A partir del año 2005 comienza el declive de la zona: los vándalos empezaron a destrozarlo todo, dejando un panorama desolador, los edificios totalmente destrozados y en peligro de derrumbe; y por todas partes montones de basura que dejan los usuarios y que no son retiradas por nadie.

Sin embargo, todavía hoy, hay quienes siguen usando Los Hurones como zona recreativa y ante el abandono de vigilancia, los que allí acuden cometen todo tipo de barbaridades. Las basuras que no son recogidas están esparcidas por todas partes y se siguen encendiendo fuegos en épocas de alto riesgo de incendios, lo que está poniendo en peligro un espacio natural de incalculable valor.

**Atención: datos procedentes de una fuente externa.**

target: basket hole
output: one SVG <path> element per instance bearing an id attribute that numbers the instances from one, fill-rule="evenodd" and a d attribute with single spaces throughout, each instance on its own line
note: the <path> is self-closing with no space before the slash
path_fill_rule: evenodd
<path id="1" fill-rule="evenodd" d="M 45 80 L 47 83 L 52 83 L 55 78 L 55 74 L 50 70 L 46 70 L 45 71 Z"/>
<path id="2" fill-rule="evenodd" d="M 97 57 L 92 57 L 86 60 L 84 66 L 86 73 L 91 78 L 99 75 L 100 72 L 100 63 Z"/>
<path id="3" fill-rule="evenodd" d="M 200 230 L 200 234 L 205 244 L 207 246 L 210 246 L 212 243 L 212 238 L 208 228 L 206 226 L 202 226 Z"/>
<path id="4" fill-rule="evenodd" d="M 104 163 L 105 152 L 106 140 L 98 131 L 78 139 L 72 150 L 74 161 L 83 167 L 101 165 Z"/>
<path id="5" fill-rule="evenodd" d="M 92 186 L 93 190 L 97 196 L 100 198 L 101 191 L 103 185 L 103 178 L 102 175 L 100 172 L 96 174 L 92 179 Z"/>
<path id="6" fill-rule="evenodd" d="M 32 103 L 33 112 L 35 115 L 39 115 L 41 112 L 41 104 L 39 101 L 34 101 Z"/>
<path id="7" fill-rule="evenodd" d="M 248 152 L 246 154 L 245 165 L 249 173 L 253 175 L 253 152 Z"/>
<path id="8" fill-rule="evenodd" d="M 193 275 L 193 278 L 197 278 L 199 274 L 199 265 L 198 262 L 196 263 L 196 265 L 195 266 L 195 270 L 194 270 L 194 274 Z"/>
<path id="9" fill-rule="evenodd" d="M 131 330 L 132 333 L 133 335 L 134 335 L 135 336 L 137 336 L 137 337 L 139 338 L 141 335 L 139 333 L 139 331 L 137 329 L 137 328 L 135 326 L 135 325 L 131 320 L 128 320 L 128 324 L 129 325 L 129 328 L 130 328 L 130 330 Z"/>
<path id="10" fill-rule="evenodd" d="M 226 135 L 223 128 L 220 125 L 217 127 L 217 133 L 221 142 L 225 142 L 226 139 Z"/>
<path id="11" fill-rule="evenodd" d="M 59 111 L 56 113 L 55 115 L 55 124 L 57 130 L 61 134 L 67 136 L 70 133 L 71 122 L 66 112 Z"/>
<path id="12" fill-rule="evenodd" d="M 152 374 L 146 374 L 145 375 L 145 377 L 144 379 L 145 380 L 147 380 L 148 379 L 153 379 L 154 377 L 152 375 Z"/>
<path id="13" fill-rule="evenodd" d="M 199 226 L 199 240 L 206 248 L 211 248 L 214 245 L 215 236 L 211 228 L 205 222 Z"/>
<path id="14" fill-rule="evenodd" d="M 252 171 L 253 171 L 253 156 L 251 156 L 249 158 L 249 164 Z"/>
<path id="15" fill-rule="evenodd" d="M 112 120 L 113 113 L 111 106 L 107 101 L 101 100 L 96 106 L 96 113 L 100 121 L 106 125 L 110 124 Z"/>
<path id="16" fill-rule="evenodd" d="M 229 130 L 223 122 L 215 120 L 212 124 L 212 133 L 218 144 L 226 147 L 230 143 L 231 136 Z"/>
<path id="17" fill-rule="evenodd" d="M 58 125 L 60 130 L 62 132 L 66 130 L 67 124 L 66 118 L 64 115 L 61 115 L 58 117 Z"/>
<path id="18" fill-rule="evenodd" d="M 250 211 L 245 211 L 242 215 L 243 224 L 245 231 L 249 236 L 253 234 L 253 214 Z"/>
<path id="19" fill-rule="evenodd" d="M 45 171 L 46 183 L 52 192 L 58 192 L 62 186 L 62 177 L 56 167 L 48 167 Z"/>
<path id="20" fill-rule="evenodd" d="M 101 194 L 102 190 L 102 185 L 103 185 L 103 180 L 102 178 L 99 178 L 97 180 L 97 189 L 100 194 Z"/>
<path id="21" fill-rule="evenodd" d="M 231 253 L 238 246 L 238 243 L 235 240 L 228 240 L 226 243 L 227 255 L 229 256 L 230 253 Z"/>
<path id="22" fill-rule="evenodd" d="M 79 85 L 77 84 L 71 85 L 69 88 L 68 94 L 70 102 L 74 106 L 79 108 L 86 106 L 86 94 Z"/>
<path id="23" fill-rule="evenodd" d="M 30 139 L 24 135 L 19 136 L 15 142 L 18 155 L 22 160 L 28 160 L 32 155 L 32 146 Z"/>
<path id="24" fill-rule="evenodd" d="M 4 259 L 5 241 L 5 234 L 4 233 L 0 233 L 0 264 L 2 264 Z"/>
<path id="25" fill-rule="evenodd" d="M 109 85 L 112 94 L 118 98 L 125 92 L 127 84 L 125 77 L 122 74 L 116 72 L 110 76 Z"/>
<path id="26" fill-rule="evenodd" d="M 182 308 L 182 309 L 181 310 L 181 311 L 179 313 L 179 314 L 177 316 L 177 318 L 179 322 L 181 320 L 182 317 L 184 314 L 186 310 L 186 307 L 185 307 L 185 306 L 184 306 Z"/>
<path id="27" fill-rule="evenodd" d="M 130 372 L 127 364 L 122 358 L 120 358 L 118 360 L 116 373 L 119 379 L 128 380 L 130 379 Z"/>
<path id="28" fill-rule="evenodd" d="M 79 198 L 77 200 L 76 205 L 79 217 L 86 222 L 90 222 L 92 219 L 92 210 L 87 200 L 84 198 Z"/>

En diversas ocasiones desde Ecologistas en Acción de Jerez, nos hemos dirigido a las administraciones que tienen algo que decir en el tema, sin que al parecer tengan el más mínimo interés en darle solución al problema, intentando poner la pelota de la responsabilidad en el tejado del oponente. Esperemos que no tengamos que lamentarnos de una desgracia, por la incompetencia de quienes tienen la responsabilidad de dar solución a esta situación de riesgo.